Nadine Monfils préface et dans la foulée Edith, Julie, Jeanne et leurs quelques nouvelles copines mitraillent quinze cartouches de chair à vif et de sang bouillant. Brune, blonde, rousse… Aucune ne compte pour des prunes et pourrait, à l’occasion, nous le rappeler vertement. Père, patron, passant, copain, voire juste sale ou gentil con : tous les abonnés plus ou moins innocents au machisme patriarcal morflent à tour de bras et ça fait du bien. Dès cet incipit syndical où Quand les chiots deviennent des chiens, premier texte splendide d’une salve radicale, un ton digne, poétique à l’occasion, est donné, sans rémission ni faux-semblants. Chaque portrait sonne d’ailleurs juste et vrai : vraie cinglée, vraie cheffe, vraie amoureuse, vraie conne à l’occasion, vraie meurtrière patentée, vraie fille ou épouse hagarde, vraie mère au taquet ou à l’ouest, revenue de tout pour aller nulle part…
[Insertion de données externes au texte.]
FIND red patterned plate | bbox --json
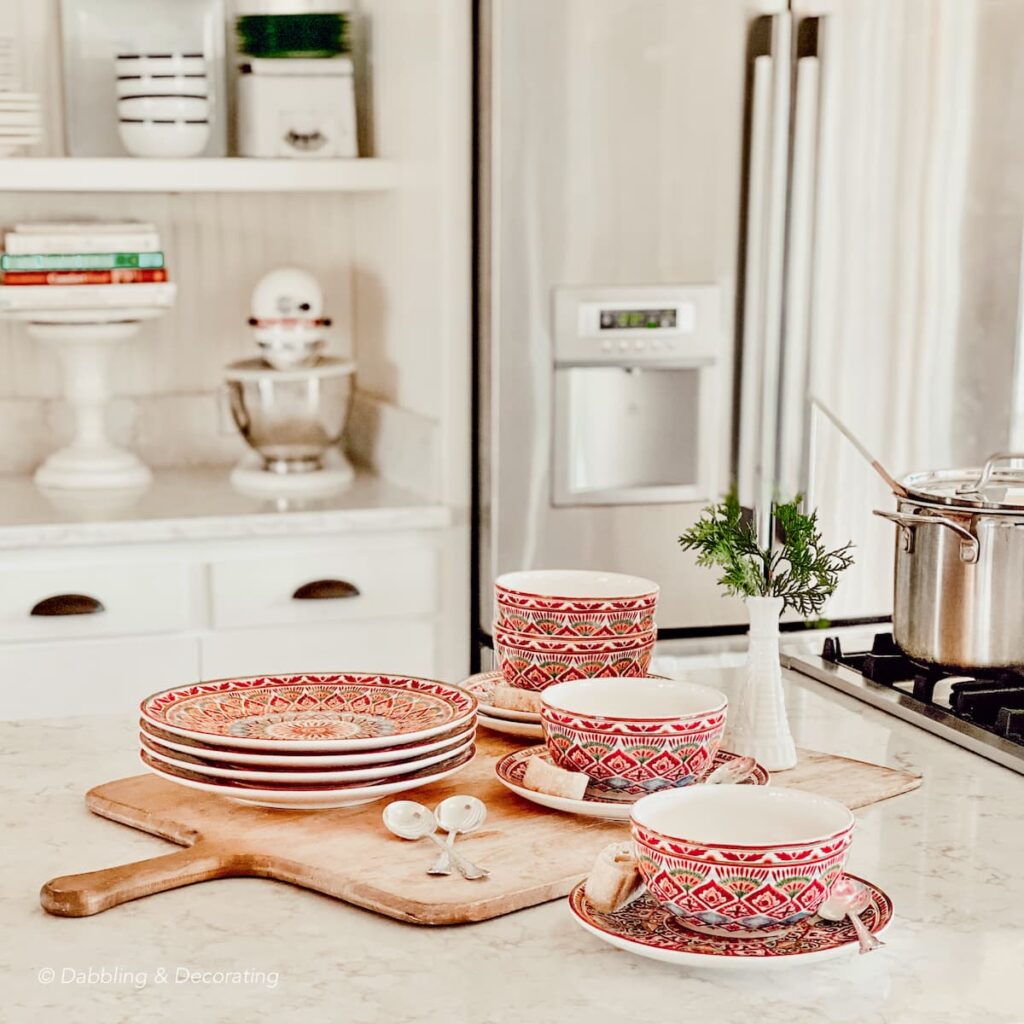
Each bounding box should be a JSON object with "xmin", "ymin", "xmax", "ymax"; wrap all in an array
[
  {"xmin": 141, "ymin": 673, "xmax": 477, "ymax": 753},
  {"xmin": 569, "ymin": 874, "xmax": 893, "ymax": 971},
  {"xmin": 495, "ymin": 744, "xmax": 770, "ymax": 821},
  {"xmin": 139, "ymin": 732, "xmax": 473, "ymax": 785}
]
Outre quelques romans du même tonneau aigre-doux (Tout ce qui meurt me touche publié chez Orep en 2017, ou ce Sugar Daddy attendu prochainement chez Goater Noir), Marion Chemin s’impose depuis une décennie en figure cash et incontournable de la nouvelle féminine, sucrée-salée, toute en mots doux et maux durs. Nous connaissions déjà quelques présentes flèches, issues de recueils collectifs à tendance rock’n’anthracite, mais l’ensemble ainsi édité forme un édifice d’une cohérence parfaite.
Chaque profil dessine en ombre portée un destin de femme et ses obstacles induits, un destin en équilibre, en sursit ou brisé net. Jeune, moins jeune, le fantôme d’Hélène, la maternité chaotique d’une autre Marie (pleine de grâce), le prénom chargé de Priscilla, la dernière impasse de Camille dans les pas d’Elsa, l’open space de Jeanne… Le tout servi par une écriture limpide et précise qui vous caresse ou vous mord sans avoir l’air d’y toucher.
Touchés pourtant, nous le sommes, tant l’humain palpite à chaque page, pour le meilleur en filigrane ou le pire indicible et magistral.